Another avenue I decided to pursue in regard to the naturalizations was that of the records for my grandmother’s brothers-in-law. The first one I decided to look up was Samuel Simon who had married my great aunt Rose Zadekowitz. Sure enough, there he was listed as being born in Bauska, Latvia, in 1885, and living at 220 Water Street, Paterson, NJ, and working as a painter and paper hanger.

Samuel and Rose Simon

This was delightful news as it confirmed a family bubbe meise about how he came to marry my great aunt. He was said to have boarded with my great grandfather and met my great aunt in that manner. And so it seemed to be as the address on the naturalization record was that of my great grandfather.
Further, my other great aunts had married a group of brothers from Bauska, the Hillman brothers. They had all boarded with my great grandfather in Paterson as well. Apparently, the reason Simon had boarded there too was that they knew each other from Bauska.

When I went to search in the naturalization records for one of the Hillman brothers, I found Moris (Morris) Hillman who was born in Bauska in 1882 and was a painter and paper hanger. He had married my great aunt Jenny. Here was a connection to Samuel Simon who was around the same age and was in business with Morris. Not only that, Morris was listed as coming to New York on September 17, 1906, from South Africa, which confirmed another family bubbe meise that the Hillman brothers had first gone to South Africa to relatives before coming to America.


The naturalization records were proving to be the linchpin in a successful delving into my family tree. Without the details provided in the records, I would not have been able to confirm many facts about my relatives.

One other interesting item came up in my search as I had not been able to find the ship that Samuel Simon came to America on. The naturalization record stated that he came on the SS Vaderland and arrived in New York on April 18, 1905. A fellow researcher, Paul Cheifitz, managed to find the manifest and showed me that the name had been mangled in both the writing and transcribing of it.

Not only that, but now that I had the manifest from 1905, I could see that Samuel Simon, listed as Shmuil Salmino, had gone to a cousin Samuel Olswanger. There was a family bubbe meise that we were related to the Olswanger family and my father had visited them in New York. This connection to Samuel Simon was therefore very tantalizing and I felt that perhaps this was the person to whom my father had referred to.

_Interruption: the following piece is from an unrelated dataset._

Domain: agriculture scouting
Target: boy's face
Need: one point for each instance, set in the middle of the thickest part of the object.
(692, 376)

JewishGenner researcher Barbara Zimmer generously assisted after I had posted on JewishGen about the Olswanger family as she found further information on them in the Census in New York. Samuel and Fanny Olswanger were the parents of Rose and Alma and two other children and Samuel was a house painter as Samuel Simon was.

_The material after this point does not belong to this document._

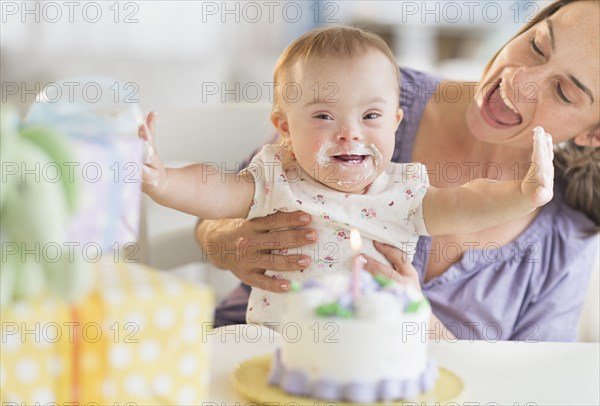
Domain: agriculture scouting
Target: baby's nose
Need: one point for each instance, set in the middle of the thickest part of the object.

In addition, Anna Olswanger, who is the coordinator of the Olswanger family group, was able to provide me with information as well. However, the connection to the Olswangers is still in the works and, I hope, one day to find out further information from descendants of the family.

In addition to the Passaic County Naturalization, another local resource which can enhance one’s knowledge of the Paterson and/or Passaic County Jewish community is The Jewish Historical Society of Northern New Jersey. The Society is located in Paterson, NJ, and has tons of valuable information stored in its confines. At present, the data it has is not digitized nor made accessible online. Utilizing this resource would require a visit on-site.

So, my delving into the Passaic County naturalizations continues and I hope to find more tidbits of information on many more families.